Intestinal Microbiota Influence Immune Tolerance Post Allogeneic Hematopoietic Cell Transplantation and Intestinal GVHD

Natalie Köhler, Robert Zeiser, Natalie Köhler, Robert Zeiser

Abstract

Under normal conditions our intestines are inhabited by trillions of diverse microorganisms composing the intestinal microbiota, which are mostly non-pathogenic anaerobic commensal bacteria vital for the maintenance of immune homeostasis. The composition and diversity of the intestinal microbiota can be disturbed by various factors including diet, antibiotics, and exposure to intestinal pathogens. Alterations of the intestinal microbiota contributes to many diseases including graft-vs.-host disease (GVHD), a life threatening complication that occurs after allogeneic hematopoietic cell transplantation (allo-HCT) caused by an allogeneic reaction of donor T cells against recipient target tissues. Intestinal GVHD is most difficult to treat and connected to a high mortality. Due to recent advances in high-throughput sequencing technology, composition of the microbiome during allo-HCT has been characterized, and some common patterns have been identified. Metabolites produced by intestinal bacteria were shown to promote intestinal tissue homeostasis and immune tolerance post-allo-HCT. In this review, we discuss the role of the intestinal microbiota and metabolites in the context of acute GVHD. Moreover, novel therapeutic approaches that aim at protecting or regenerating intestinal cell populations will be highlighted.

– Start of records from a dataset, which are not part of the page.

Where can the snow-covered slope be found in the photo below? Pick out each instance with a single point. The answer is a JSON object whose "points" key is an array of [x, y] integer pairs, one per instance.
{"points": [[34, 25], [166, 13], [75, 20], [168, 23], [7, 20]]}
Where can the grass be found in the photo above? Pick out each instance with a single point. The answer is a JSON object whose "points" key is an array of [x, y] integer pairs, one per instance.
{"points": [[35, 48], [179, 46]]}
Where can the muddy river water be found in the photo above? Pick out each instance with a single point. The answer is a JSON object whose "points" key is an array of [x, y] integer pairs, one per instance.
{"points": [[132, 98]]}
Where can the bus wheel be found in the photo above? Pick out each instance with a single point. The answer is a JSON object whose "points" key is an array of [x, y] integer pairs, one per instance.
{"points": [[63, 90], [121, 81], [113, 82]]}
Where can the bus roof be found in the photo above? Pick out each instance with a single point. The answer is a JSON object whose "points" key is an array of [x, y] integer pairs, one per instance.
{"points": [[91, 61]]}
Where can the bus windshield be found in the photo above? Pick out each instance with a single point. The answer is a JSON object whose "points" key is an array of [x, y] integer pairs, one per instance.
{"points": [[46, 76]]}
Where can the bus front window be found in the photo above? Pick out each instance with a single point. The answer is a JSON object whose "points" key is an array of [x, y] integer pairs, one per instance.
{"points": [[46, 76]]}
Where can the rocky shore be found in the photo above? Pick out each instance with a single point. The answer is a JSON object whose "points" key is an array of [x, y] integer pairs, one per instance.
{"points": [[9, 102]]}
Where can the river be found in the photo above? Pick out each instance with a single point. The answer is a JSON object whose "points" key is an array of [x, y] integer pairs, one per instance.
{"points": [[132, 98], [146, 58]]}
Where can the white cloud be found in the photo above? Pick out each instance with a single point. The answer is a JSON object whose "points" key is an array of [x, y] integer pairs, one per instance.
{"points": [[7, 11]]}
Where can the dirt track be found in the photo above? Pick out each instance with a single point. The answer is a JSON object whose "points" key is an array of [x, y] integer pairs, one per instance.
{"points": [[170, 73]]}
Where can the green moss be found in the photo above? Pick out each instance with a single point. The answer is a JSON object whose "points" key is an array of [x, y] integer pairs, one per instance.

Keywords: GVHD; Paneth cells; allo-HCT; intestinal inflammation; microbial metabolites; microbiota.

Figures

Figure 1
Figure 1
Microbial metabolites regulating gastrointestinal GVHD. IECs are damaged by the cytotoxic conditioning regimen as well as by GI GVHD, leading to disruption of the intestinal barrier. DAMPs released by the dying IECs as well as translocating bacteria and PAMPs activate host APCs via TLRs and the NLRP3 inflammasome, resulting in pro-inflammatory cytokine release, donor T cell activation, and GVHD. Microbial metabolites derived from intestinal microbiota can regulate IEC damage and mitigate GVHD. SCFAs mediate IEC protection via at least two different mechanisms. Firstly, binding of SCFAs to the G-protein-coupled receptor GPR43 on IECs leads to ERK phosphorylation and subsequent NLRP3 inflammasome activation, which promotes IEC integrity and repair by increasing IL-18 secretion. Secondly, the SCFA butyrate acts as a histone deacetylase inhibitor, thereby increasing expression of many different target genes, including anti-apoptotic BCL-B and the junctional protein JAM. This results in decreased IEC apoptosis and increased junctional integrity and hence IEC protection. MAIT cells located in the lamina propria respond to riboflavin metabolite antigens presented on the MHC class I-like molecule MR-1 to secrete large amounts of IL-17A, which enhances intestinal barrier integrity. Indoles and indole derivatives act via type I IFN signaling to protect and repair the mucosal barrier from damage and ameliorate GVHD. The exact molecular mechanisms and involved proteins remain to be elucidated. APC, antigen-presenting cell; DAMP, danger-associated molecular pattern; GI, gastrointestinal; GVHD, graft-vs.-host disease; IEC, intestinal epithelial cell; IFN, interferon; JAM, junctional adhesion molecule; MAIT cell, mucosal-associated invariant T cell; PAMP, pathogen-associated molecular pattern; SCFA, short chain fatty acid; siTCR, semiinvariant T cell receptor; TLR, Toll-like receptor; UA, uric acid.